I am not here to judge, that is not my job, but it pains me what people do. Why can’t they get the help they need before they commit these terrible crimes? Are their symptoms going completely unnoticed? Do they just snap one day? What is it? The questions rack my brain as I hear about these stories. I recently watched a video that went viral regarding two parents abusing their children (if you haven’t seen it, click here, but be warned it’s brutal). The sister of the mom actually filmed it. I cried. I hugged my baby extra tight that day. Why? These children are innocent. Why? (side note: the parents in that video aren’t being charged yet for child abuse because there isn’t enough evidence…what?!)

I wish I had answers, I wish someone did. But what I do know is this is the reason I don’t watch the news and don’t read about it either. I can’t stomach it. And when I do find myself caught on something (I intently followed the Laci Peterson story in college), I can’t stop. I keep reading, searching and wanting to know the latest updates. As a mom now, I can’t do it. I can’t follow these stories. It’s too heartbreaking.

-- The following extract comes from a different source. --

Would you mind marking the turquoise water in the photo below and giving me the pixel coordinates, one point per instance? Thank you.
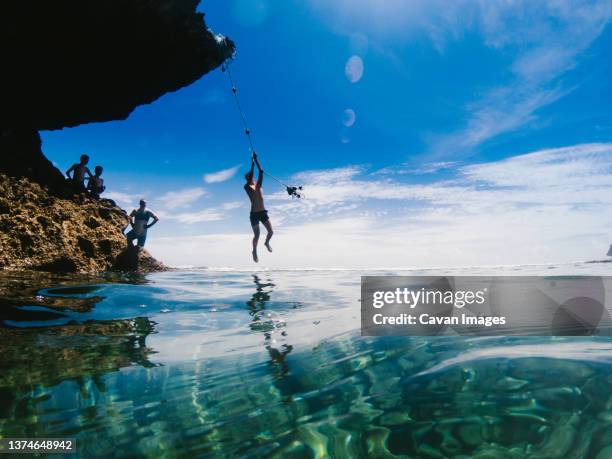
(270, 364)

I pray for justice, I really do, but I also pray for these people. No child deserves this…ever. But there has to be something seriously wrong with these people. I can’t fathom anyone mentally stable doing these types of horrific crimes. There has to be an internal struggle they are dealing with.

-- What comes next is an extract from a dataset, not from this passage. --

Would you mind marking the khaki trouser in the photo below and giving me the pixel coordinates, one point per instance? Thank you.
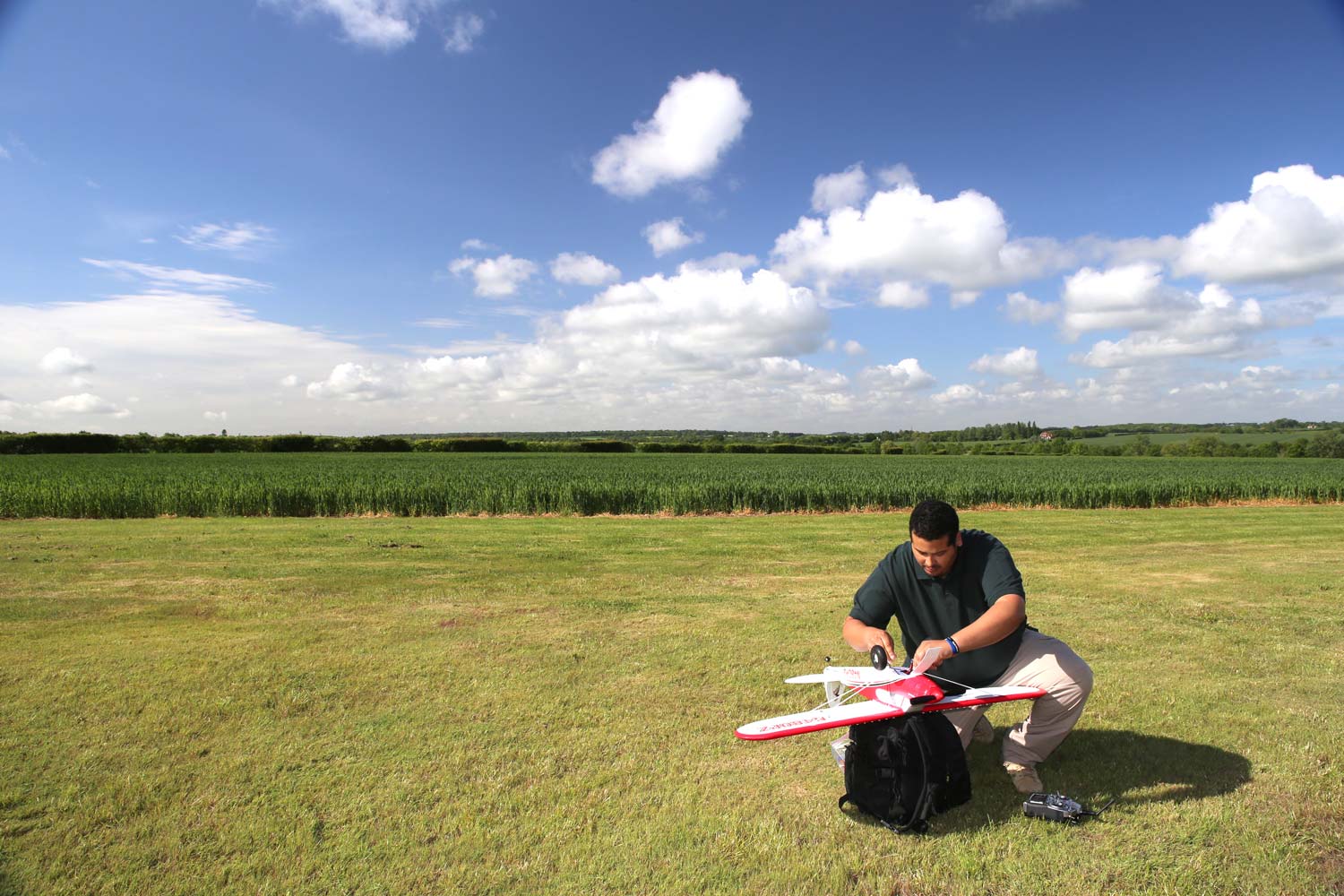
(1047, 664)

I still have hope for the world. I hope that people stop killing and find a way to deal with their issues in a healthy manner. In the end, good will triumph over evil…we just have to continue to hope and pray. So the next time you’re tired of, fed up, frustrated and angry with your kids, try to focus on how much you love them. Children are a blessing to be loved for, protected and cherished no matter what…let us continue to hope that even in the toughest times, parents always remember that.